A million dollars. Even in this age of trillion-dollar deficits, that figure blows my hair back. So when I read that a local group planned a $1.3 million advertising campaign to sell the idea of living Downtown, I nearly did a Danny Thomas spit-take with my coffee.
The Downtown Living Initiative intends to finance its marketing campaign with donations from Downtown corporations and others trying to recruit talent here. So this would not be my money nor yours. But I'm so tired of all the bluster about this town, of all the talk, all the spin. I've heard from a neutral party that this ad campaign is terrific, but so what? Downtown doesn't need more hot air about Downtown living; it needs more Downtown residents emitting hot air.
We don't need to increase the demand for Downtown apartments. We need to increase the supply. The problem is not so much finding people who will buy or rent Downtown. It's providing them the apartments they desire.
The past decade's successes on the fringes of Downtown, Washington's Landing on Herrs Island, Crawford Square on the Lower Hill, Lincoln at the North Shore and other less prominent projects, have shown people will buy an urban lifestyle. None required a mega-marketing campaign.
Mark Schneider, president of the Rubinoff Co., developed 88 homes on the bones of an old slaughterhouse and is building 700 more on an old slag heap south of the Squirrel Hill Tunnels. The extraordinary obstacles overcome by Washington's Landing and Summerset at Frick Park brought extraordinary publicity, but needed no marketing beyond Mayor Tom Murphy's incessant plugging.
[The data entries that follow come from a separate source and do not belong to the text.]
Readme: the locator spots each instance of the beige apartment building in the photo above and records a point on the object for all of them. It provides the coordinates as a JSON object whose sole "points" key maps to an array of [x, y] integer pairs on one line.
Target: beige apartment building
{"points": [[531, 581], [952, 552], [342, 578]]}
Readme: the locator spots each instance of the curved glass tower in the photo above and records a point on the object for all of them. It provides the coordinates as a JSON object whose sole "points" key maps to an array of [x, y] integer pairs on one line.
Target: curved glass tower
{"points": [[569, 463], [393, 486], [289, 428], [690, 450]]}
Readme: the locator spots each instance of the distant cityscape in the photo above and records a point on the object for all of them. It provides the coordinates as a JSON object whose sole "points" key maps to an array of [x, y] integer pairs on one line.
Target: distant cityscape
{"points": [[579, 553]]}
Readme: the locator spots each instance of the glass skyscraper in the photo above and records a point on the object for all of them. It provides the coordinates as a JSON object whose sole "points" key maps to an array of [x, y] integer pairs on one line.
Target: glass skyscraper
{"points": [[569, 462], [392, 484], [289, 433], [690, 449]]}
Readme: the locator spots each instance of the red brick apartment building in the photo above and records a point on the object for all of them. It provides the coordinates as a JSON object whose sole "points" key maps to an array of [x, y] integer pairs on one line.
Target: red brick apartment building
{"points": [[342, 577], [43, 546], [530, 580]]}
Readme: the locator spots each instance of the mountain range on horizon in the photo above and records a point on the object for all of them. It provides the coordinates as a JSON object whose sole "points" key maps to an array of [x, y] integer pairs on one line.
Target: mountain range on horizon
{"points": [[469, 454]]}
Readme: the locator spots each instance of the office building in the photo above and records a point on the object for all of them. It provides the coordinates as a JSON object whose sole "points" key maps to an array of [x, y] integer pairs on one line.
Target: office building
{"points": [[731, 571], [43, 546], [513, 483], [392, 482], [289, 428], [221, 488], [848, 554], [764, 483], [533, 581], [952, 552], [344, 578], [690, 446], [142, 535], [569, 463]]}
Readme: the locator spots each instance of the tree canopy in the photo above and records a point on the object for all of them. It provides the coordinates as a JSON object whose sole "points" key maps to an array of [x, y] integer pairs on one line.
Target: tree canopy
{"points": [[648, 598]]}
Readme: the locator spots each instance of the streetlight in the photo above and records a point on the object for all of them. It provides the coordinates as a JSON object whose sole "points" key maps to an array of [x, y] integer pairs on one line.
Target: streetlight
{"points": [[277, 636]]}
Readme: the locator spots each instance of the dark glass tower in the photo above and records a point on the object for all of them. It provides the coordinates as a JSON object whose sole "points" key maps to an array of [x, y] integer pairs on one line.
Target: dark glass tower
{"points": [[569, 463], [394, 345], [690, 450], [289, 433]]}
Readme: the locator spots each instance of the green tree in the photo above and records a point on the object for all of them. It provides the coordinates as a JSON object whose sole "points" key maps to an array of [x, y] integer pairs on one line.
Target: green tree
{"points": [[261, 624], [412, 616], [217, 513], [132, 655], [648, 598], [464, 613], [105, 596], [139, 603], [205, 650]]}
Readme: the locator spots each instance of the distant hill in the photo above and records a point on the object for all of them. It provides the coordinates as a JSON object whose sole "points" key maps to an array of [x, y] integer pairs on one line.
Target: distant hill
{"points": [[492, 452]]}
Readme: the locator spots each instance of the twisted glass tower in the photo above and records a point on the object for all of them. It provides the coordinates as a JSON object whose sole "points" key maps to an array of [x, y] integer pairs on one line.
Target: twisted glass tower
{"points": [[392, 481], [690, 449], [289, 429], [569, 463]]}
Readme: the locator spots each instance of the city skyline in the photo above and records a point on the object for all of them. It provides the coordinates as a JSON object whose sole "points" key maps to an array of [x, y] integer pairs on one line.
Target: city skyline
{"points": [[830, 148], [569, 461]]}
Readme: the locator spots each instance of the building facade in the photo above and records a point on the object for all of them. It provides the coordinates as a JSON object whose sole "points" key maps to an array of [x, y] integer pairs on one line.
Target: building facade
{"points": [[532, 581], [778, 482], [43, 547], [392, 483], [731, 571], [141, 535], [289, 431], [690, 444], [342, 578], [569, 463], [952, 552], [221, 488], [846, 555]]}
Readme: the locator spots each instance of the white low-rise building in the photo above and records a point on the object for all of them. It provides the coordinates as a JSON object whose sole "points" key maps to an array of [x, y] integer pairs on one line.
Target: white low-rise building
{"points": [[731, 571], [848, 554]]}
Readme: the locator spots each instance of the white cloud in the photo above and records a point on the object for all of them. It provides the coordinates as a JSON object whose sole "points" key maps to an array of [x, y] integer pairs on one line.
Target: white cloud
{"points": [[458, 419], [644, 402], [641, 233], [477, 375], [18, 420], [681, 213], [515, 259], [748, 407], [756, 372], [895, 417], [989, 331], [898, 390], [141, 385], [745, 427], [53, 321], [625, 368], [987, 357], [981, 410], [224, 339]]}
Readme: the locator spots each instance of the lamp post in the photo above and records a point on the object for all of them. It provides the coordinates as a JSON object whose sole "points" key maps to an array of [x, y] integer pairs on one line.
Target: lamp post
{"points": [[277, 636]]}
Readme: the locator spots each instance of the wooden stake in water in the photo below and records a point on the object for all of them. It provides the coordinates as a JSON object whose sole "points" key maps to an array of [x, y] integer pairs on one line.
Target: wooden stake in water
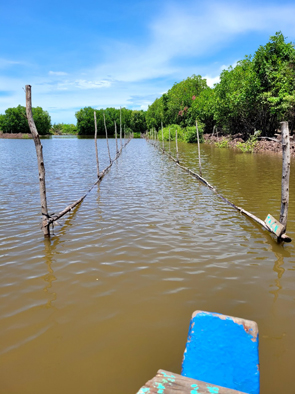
{"points": [[117, 149], [285, 175], [177, 158], [120, 129], [199, 152], [41, 167], [95, 139], [106, 130], [163, 147]]}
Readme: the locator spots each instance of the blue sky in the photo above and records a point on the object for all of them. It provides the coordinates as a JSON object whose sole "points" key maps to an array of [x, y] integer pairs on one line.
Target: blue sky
{"points": [[124, 53]]}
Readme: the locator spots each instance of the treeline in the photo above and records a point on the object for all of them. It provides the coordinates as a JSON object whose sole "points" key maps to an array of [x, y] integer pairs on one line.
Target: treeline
{"points": [[131, 120], [256, 94], [15, 120]]}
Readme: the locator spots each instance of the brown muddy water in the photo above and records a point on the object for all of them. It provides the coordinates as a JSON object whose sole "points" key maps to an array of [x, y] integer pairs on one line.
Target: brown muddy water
{"points": [[107, 301]]}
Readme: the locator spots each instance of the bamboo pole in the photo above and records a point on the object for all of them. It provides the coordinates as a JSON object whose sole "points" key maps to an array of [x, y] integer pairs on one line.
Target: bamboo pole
{"points": [[199, 151], [177, 157], [163, 146], [106, 130], [57, 216], [284, 237], [41, 167], [120, 129], [285, 176], [95, 138], [117, 149]]}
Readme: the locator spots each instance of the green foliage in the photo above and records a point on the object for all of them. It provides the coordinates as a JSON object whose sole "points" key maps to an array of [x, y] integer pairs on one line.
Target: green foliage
{"points": [[177, 106], [135, 120], [15, 121], [249, 145], [64, 128], [224, 143], [188, 134], [258, 93]]}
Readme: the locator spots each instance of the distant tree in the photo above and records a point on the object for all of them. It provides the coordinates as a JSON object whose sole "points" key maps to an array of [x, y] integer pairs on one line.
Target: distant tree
{"points": [[15, 121], [138, 122], [85, 120]]}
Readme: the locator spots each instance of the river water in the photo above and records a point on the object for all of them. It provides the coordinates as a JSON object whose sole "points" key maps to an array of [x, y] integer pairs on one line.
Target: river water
{"points": [[107, 301]]}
"When we closed out [Washington's Landing] we got him a green jacket," Schneider said of the mayor's salesmanship.
So I asked Patty Burk, program director of the Downtown Living Initiative, why it sought to spend so much to increase demand.
Burk said a handful of developers plan more than 1,200 new housing units for the Golden Triangle, North Shore, Strip District and Uptown in the next three to five years. This three-year publicity campaign is designed to float six to nine months ahead of the openings. A recent survey indicated there are about 80,000 people in our metro area of 2.3 million who would consider Downtown living, but Burk says they may never have had that idea until the survey put it in their heads.
The ads, coupled with a Web site with links to available apartments, are designed to keep Downtown living in people's heads. Increase demand -- even if the supply is not ready -- and she believes the supply will improve, too. There is no problem interesting developers, Burk said, but the insurance companies and pension funds that fund big projects need to see the demand.
I hope my skepticism is misplaced. I hope if this media blitz comes, it goes over bigger than fries on a steak salad. But commercials and Web sites take you only so far. When prospective buyers come Downtown, the apartments themselves --not the hype -- will determine sales. From what I hear, those Downtown apartments that have sold more slowly haven't been as well conceived as the ones that have sold quickly.
Downtown is a tough place to build affordable housing, and the absence of convenient parking is a huge hurdle. People might easily warm to the idea of keeping their lawn in Point State Park, but Americans' attachment to their cars should not be underestimated.
Those big, successful developments on the fringes of Downtown all provide nearby parking. Schneider recalled what an amazon.com executive once told a roomful of developers: "The only thing people want closer to their desks than their laptop is their car. You may think techies are really cool green people, but they love their cars."
How will developers overcome that within the Golden Triangle? We may soon see. But my guess is that the transformation of Downtown into a real neighborhood will work much the way it has in places such as the Mexican War Streets, Friendship and the South Side.
New arrivals will talk it up. Word of mouth will grow into a buzz. It undoubtedly will take many years, maybe even decades, but it will eventually happen because it makes too much sense not to happen.
If the commercials even merit a footnote, I'll be surprised.